Extensive studies have been carried out over the years to determine the maximum acceptable weight that a worker is capable of lifting in a given situation among Occidental populations across Europe and US. Nonetheless, studies that place emphasis on using lifting frequency as the quantifying task parameter, especially in developing countries such as Malaysia, appear to be in scarcity. Hence, this study determined the maximum acceptable frequency of lift (MAFL) for combined manual material handling (MMH) tasks amongst Malaysian males.

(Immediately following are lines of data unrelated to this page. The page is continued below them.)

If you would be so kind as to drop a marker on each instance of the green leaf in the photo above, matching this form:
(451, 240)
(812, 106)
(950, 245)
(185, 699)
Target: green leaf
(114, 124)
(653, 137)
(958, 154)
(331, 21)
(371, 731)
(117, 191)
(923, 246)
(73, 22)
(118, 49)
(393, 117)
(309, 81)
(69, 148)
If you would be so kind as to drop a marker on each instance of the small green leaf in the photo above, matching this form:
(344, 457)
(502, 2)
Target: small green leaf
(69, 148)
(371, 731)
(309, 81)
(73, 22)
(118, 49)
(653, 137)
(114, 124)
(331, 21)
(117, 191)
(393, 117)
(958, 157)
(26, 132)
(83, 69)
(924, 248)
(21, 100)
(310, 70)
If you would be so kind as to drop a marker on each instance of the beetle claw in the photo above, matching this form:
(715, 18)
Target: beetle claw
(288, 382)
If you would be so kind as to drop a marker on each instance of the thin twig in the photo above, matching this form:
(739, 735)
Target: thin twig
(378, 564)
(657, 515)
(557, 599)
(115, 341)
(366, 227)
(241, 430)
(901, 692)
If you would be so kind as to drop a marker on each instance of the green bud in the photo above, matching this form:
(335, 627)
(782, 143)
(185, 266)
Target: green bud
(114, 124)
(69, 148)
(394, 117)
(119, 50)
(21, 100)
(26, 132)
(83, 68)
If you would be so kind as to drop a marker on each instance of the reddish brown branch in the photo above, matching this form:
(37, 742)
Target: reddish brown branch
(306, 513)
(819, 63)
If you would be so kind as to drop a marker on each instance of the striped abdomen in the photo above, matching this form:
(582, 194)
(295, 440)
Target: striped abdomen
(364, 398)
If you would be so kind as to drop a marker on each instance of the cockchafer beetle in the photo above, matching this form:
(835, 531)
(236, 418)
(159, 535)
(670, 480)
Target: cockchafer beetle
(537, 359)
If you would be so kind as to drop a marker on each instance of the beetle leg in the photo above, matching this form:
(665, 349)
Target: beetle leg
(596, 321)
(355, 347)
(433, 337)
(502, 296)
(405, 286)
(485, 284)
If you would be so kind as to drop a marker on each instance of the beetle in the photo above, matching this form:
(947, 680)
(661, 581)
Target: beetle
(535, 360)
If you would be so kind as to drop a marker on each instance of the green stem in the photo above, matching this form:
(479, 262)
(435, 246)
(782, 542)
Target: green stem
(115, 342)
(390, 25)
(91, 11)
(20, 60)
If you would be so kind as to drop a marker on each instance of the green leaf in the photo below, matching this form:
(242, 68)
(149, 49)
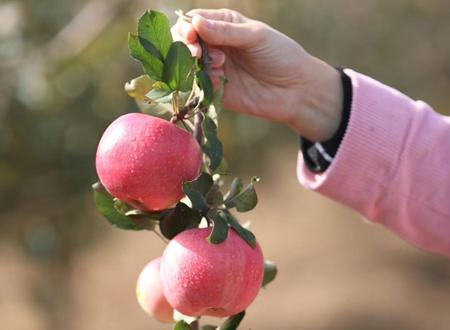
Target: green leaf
(235, 188)
(213, 147)
(232, 322)
(159, 95)
(177, 72)
(154, 29)
(138, 87)
(209, 327)
(161, 85)
(246, 199)
(214, 196)
(152, 65)
(182, 325)
(196, 191)
(149, 47)
(110, 210)
(178, 220)
(220, 229)
(218, 96)
(206, 85)
(246, 234)
(270, 272)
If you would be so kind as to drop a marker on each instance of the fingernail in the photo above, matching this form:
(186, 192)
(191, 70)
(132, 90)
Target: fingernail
(201, 20)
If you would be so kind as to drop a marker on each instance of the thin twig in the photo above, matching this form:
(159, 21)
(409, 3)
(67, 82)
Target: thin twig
(161, 237)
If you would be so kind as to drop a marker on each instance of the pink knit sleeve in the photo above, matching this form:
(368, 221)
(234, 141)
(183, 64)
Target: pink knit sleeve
(393, 165)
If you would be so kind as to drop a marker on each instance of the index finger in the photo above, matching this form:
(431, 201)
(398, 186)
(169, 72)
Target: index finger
(183, 31)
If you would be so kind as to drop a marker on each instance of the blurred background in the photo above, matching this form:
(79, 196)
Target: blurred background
(63, 64)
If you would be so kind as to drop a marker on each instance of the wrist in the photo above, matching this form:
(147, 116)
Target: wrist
(318, 107)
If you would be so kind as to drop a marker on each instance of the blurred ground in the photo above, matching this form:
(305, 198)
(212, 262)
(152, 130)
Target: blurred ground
(63, 64)
(335, 271)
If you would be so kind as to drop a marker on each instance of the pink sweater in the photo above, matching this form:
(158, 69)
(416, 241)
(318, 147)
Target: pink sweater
(393, 165)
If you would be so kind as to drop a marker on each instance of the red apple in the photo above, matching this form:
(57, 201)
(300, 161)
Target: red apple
(200, 278)
(150, 294)
(144, 160)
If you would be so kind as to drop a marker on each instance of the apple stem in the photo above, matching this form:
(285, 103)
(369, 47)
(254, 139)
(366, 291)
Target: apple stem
(194, 325)
(198, 133)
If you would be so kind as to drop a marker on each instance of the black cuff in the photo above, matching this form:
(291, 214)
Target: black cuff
(318, 156)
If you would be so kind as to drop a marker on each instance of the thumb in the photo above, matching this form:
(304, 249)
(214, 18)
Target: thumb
(221, 33)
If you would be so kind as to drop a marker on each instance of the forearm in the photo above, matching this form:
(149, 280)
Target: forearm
(392, 165)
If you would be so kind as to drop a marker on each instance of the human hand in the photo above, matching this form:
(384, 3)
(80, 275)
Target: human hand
(270, 75)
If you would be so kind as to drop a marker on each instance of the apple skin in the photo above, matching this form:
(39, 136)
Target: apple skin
(144, 160)
(150, 293)
(204, 279)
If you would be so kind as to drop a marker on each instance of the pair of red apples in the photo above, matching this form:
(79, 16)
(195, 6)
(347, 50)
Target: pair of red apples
(144, 161)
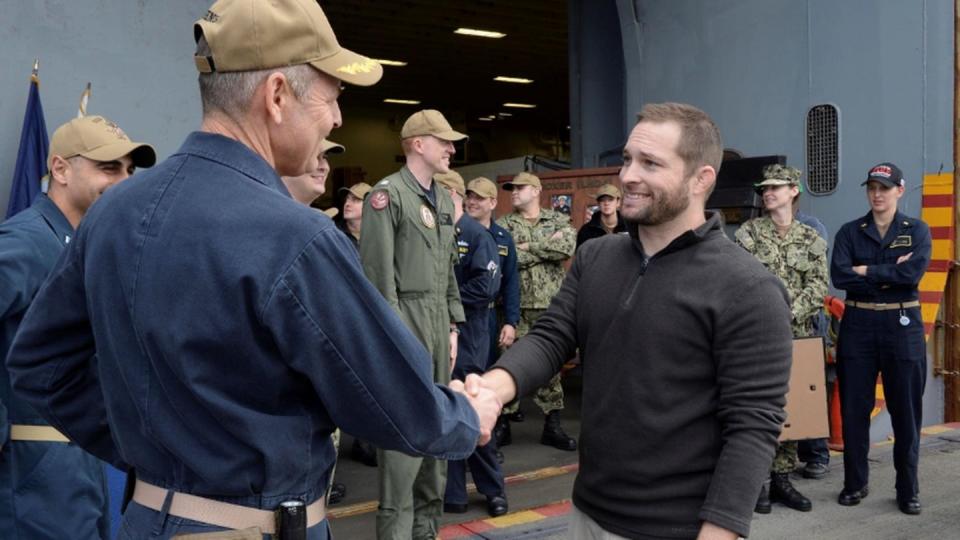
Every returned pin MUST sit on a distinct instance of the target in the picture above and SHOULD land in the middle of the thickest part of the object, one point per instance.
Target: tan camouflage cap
(329, 147)
(451, 180)
(483, 187)
(249, 35)
(523, 179)
(780, 175)
(99, 139)
(430, 122)
(358, 190)
(608, 190)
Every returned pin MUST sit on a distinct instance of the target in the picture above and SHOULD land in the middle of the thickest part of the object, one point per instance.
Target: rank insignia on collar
(903, 240)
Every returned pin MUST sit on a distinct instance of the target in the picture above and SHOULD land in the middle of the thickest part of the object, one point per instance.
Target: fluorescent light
(479, 33)
(518, 80)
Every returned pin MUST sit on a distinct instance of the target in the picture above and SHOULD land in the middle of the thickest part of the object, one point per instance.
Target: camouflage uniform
(541, 274)
(799, 259)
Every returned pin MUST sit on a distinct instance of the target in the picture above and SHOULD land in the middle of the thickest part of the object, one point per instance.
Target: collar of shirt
(897, 226)
(54, 217)
(233, 154)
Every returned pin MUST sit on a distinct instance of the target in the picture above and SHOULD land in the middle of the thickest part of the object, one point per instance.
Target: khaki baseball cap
(483, 187)
(451, 180)
(780, 175)
(522, 179)
(249, 35)
(99, 139)
(329, 147)
(608, 190)
(430, 122)
(358, 190)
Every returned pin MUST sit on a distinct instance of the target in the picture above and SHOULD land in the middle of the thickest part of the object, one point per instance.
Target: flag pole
(84, 97)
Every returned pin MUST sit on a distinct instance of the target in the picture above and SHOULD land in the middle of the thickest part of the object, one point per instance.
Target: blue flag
(32, 157)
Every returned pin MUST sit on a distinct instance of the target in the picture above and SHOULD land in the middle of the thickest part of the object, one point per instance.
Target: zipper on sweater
(628, 300)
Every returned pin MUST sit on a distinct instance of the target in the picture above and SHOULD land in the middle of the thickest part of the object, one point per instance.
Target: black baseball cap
(886, 173)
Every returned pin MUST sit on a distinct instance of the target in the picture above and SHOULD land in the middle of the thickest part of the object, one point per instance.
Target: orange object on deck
(834, 307)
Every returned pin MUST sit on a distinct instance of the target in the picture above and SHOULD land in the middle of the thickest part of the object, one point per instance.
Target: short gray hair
(231, 92)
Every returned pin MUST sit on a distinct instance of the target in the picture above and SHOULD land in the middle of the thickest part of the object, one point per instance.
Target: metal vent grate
(823, 149)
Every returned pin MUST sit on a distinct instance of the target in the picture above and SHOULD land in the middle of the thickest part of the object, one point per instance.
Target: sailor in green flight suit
(408, 250)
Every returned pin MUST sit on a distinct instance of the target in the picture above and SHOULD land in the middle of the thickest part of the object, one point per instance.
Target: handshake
(486, 395)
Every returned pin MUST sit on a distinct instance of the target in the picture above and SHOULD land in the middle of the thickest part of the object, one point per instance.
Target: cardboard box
(807, 398)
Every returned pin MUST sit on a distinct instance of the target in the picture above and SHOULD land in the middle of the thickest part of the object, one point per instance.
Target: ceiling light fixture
(518, 80)
(479, 33)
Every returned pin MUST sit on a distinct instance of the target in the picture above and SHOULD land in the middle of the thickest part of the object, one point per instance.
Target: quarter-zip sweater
(686, 358)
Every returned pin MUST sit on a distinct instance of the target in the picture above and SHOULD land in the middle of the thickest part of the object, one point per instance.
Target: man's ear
(59, 170)
(706, 177)
(276, 96)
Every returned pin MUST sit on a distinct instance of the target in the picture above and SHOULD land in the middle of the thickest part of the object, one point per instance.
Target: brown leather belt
(21, 432)
(221, 514)
(882, 306)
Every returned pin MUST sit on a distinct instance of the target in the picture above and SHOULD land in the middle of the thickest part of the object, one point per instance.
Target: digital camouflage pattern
(799, 259)
(541, 266)
(549, 397)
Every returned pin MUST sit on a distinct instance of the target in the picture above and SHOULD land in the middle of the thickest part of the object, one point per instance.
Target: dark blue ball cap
(886, 173)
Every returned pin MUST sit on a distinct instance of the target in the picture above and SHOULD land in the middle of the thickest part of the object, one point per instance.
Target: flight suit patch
(426, 215)
(379, 200)
(904, 240)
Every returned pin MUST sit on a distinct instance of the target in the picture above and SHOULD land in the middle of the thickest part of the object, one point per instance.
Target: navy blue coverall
(234, 330)
(509, 294)
(872, 342)
(478, 276)
(47, 489)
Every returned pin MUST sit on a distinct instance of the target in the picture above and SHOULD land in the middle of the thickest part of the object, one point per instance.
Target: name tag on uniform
(904, 240)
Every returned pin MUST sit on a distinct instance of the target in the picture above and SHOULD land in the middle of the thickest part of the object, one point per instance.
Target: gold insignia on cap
(427, 217)
(115, 129)
(366, 66)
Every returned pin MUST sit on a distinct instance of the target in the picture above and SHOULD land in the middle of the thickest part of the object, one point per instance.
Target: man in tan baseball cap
(408, 251)
(207, 291)
(305, 188)
(87, 156)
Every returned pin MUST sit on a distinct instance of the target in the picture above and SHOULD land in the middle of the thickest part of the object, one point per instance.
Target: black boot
(364, 452)
(553, 434)
(763, 502)
(337, 492)
(501, 432)
(781, 490)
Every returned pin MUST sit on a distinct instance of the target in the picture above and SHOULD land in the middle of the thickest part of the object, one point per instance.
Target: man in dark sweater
(686, 344)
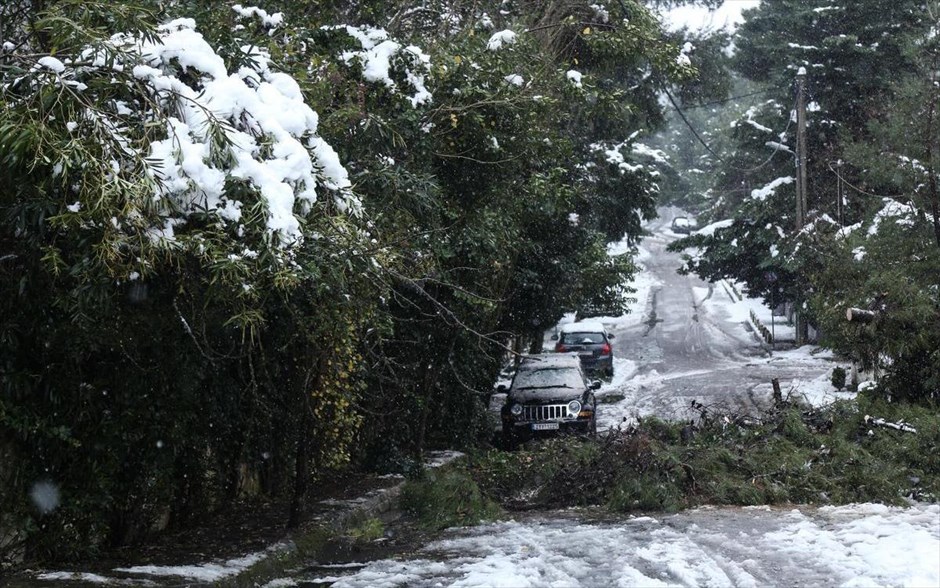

Two lifting loads were considered in this study: 1 kg and 5 kg. Each subject adjusted his frequency of lifting using a psychophysical approach. The subjects were instructed to perform combined MMH task as fast as they could over a period of 45 minutes without exhausting themselves or becoming overheated. The physiological response energy expenditure was recorded during the experimental sessions. The ratings of perceived exertion (RPE) for four body parts (forearms, upper arm, lower back and entire body) were recorded after the subjects had completed the instructed task.
The mean frequencies of the MMH task had been 6.8 and 5.5 cycles/minute for lifting load of 1 and 5 kg, respectively, while the mean energy expenditure values were 4.16 and 5.62 kcal/min for 1 and 5 kg load, respectively. These displayed a significant difference in the Maximum Acceptable Frequency of Lift (MAFL) between the two loads, energy expenditure and RPE (p < 0.05) whereby the subjects appeared to work harder physiologically for heavier load.
It can be concluded that it is significant to assess physiological response and RPE in determining the maximum acceptable lifting frequency at varied levels of load weight. The findings retrieved in this study can aid in designing tasks that do not exceed the capacity of workers in order to minimise the risk of WRMSDs.